Monday, May 11, 2009

Another one bites the dust

By Carl

Yet another
regulatory shortfall of the Bush era is going bye-bye:

The Obama administration is seeking to undo yet another leftover from the Bush years by strengthening antitrust laws, the New York Times reports in leading off its business coverage.

In a speech later today, the Justice Department antitrust chief, Christine A. Varney, will lay out new "plans to restore an aggressive enforcement policy against corporations that use their market dominance to elbow out competitors or to keep them from gaining market share."

During the Bush years, the newspaper points out, the cards were stacked in favor of the corporate defendants facing antitrust claims.
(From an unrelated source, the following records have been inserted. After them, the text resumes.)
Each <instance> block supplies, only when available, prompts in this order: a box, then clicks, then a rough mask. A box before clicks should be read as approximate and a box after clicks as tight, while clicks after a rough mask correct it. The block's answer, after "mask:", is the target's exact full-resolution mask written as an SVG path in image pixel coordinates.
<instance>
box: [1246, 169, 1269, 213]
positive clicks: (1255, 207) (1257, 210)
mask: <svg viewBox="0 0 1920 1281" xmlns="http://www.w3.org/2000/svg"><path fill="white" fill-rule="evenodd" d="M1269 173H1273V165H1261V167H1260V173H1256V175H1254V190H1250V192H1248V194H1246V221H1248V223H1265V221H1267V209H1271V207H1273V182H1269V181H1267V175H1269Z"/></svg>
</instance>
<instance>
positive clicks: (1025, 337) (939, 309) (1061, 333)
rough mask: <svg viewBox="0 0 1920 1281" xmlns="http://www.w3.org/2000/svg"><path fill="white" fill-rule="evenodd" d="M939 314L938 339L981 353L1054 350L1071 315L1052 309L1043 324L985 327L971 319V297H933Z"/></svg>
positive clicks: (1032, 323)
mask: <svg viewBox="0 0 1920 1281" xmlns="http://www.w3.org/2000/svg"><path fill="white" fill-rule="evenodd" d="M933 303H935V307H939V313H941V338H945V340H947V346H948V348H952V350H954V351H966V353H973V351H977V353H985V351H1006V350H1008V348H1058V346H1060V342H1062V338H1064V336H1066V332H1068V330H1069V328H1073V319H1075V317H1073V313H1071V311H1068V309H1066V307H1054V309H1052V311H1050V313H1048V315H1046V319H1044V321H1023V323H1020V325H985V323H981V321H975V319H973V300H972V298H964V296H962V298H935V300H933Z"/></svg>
The White House is looking to level the playing field, restoring a policy "that led to the landmark antitrust lawsuits against Microsoft and Intel in the 1990s," the newspaper writes.

Intel, it should be pointed out, is about to hear the EU decision on its monopolistic tendencies.

Why is this important now?

In the midst of an economic recession or depression, there is a strong urge, indeed a strong rationalization, that stronger players in iffy markets buy up the players who are on the ropes, essentially creating at the very least an oligopoly, if not an outright monopoly.

Indeed, one might make the case that Herbert Hoover's relaxation of oversight on business combinations paved the way for the Great Depression by allowing banks to create credit consortiums that effectively froze out smaller banks from access to money to lend to their customers.

And certainly, the case against Standard Oil was based squarely on its actions in the period running up to and including the recession of 1907.

The trick this time around is to increase the economic productive of weak sectors like banking and housing while avoiding the temptation to use public funds to create megalodons of the market.

The structure of this recession/depression is such that more monopolies are likely to form as credit lines remain dried up, meaning that only companies who can finance internally (through their own cash reserves or by issuing private debt) will be able to survive in style.

And naturally, that will imply size as a factor in survival. The American capitalist system has tended towards "bigger is better" for decades now, when in point of fact, classic capitalism requires quite the opposite: smaller players competing for expanding markets.